I wondered if it is because many Duchenne parents 'lose' friends along the way. It is a hard journey to travel as a friend or relation of a Duchenne family. But it certainly weeds out the wheat from the chaff, to put it bluntly. You truly know who your real friends are when you are hit with something like Duchenne.

But, why was I feeling like this? When the absolute majority of my friends and family have stuck to us like glue, in fact, Duchenne has actually brought us friends and certainly an incredible community, not only through our St Neots activities, but across the whole Duchenne community.

I realised it was that I felt like a burden to people. That the emotional toil I was carrying was seeping out of me like oil. On the days that I couldn't cope you could see it in my eyes, the lack of hope, happiness, clarity. When you are someone (like me) who hates asking for help or showing vulnerability, this is a very very hard process to go through.

At my Clinical Psychologist sessions at Addenbrookes (yes, I know, I was soooo lucky to see the team there in the Paediatric department) we explored the reasons behind my fear of vulnerability,

My Psychologist took my hand around my feelings and I ended up agreeing to a week of honesty. When someone asked me 'how are you' rather than the standard. 'FIIIINE' I was so accustomed to answering, I'd be honest. 'Actually, things are pretty tough at the moment, I'm struggling to fit it all in, to balance work, appointments, the emotions of Duchenne and being a Mum, it's hard.'

I don't know what I was expecting or fearing? That the person would burn me to the ground with their scornful sneer, or that they would literally turn heel and run. But, of course, this didn't happen. Do you know what, people actually started sharing with me their experiences of mental health.

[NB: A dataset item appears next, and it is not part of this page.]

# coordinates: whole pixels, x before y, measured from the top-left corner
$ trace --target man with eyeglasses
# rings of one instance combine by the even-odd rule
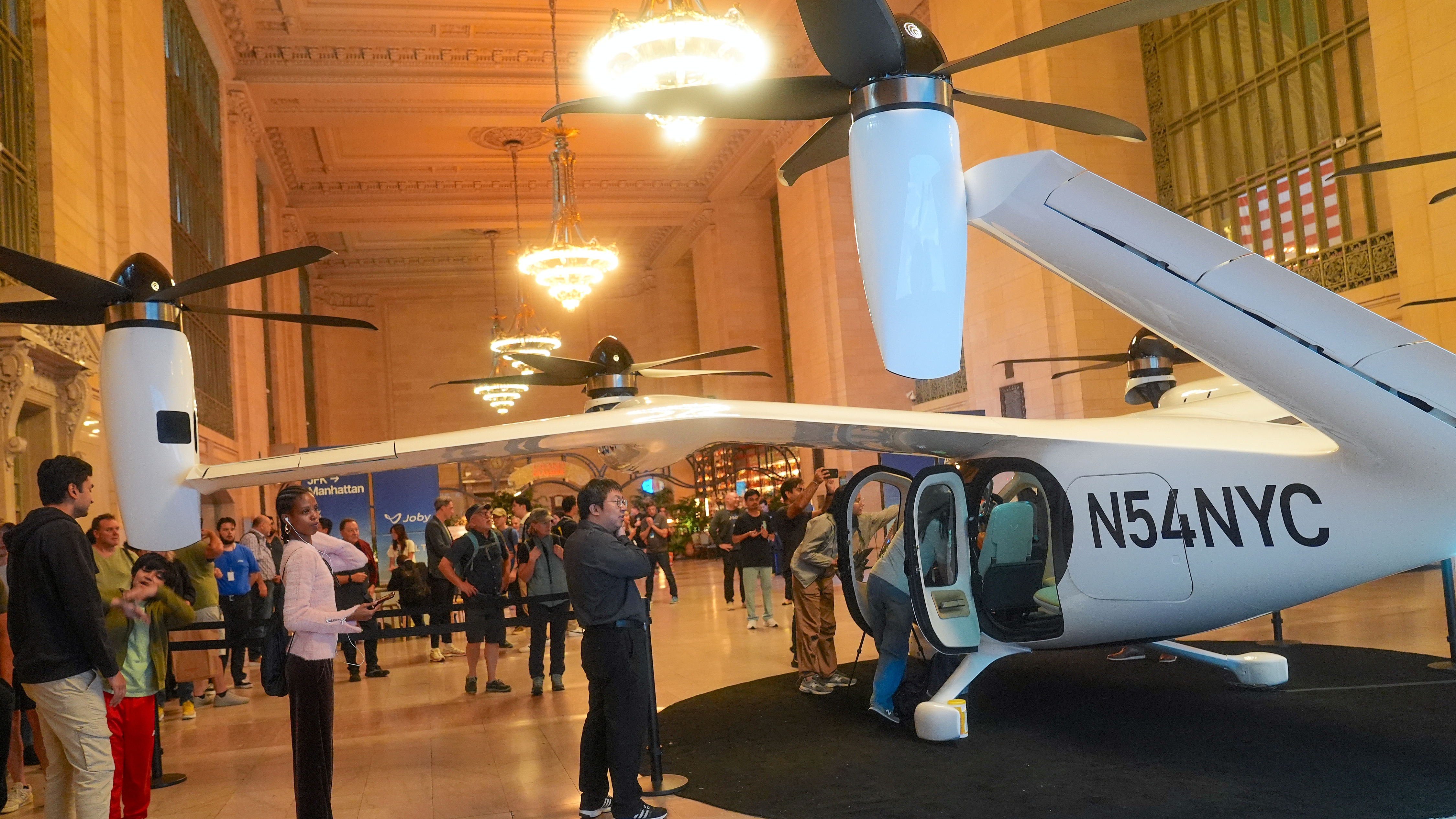
[[[587,723],[581,727],[582,819],[610,812],[614,819],[661,819],[667,810],[642,802],[638,769],[648,720],[646,606],[636,581],[652,571],[642,549],[626,539],[622,485],[587,481],[577,495],[581,526],[566,541],[566,586],[587,675]],[[607,796],[607,777],[612,794]]]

People opened up and voiced their vulnerability, as though they had been saving it up following months of 'FIIIINE'.

People seemed relieved that I was talking about my mental health and that the vulnerability I was showing proved I was human!

It was a revelation. I had re-learned that showing vulnerability is not a weakness, it's actually a strength.

It was a revelation. I had re-learned that showing vulnerability is not a weakness, it's actually a strength.

I was also concerned that I would need to keep up the 'front' at work, speaking with other Duchenne families on a daily basis. But in fact, the families I speak with are all going through the same daily ups and downs, with mental health being a key battle.

The other families I speak with often feel the same and hide their vulnerability with friends and family. I try to take them through the same journey that my Psychologist took me on, to show them that sharing is not to be feared, that the way they are feeling is normal and that people won't burn them to the ground (and if they do - well, they weren't worth bothering with in the first place!)

Just a Mum is Mum to Leo, Samson and Rosie. Samson lives with Duchenne muscular dystrophy.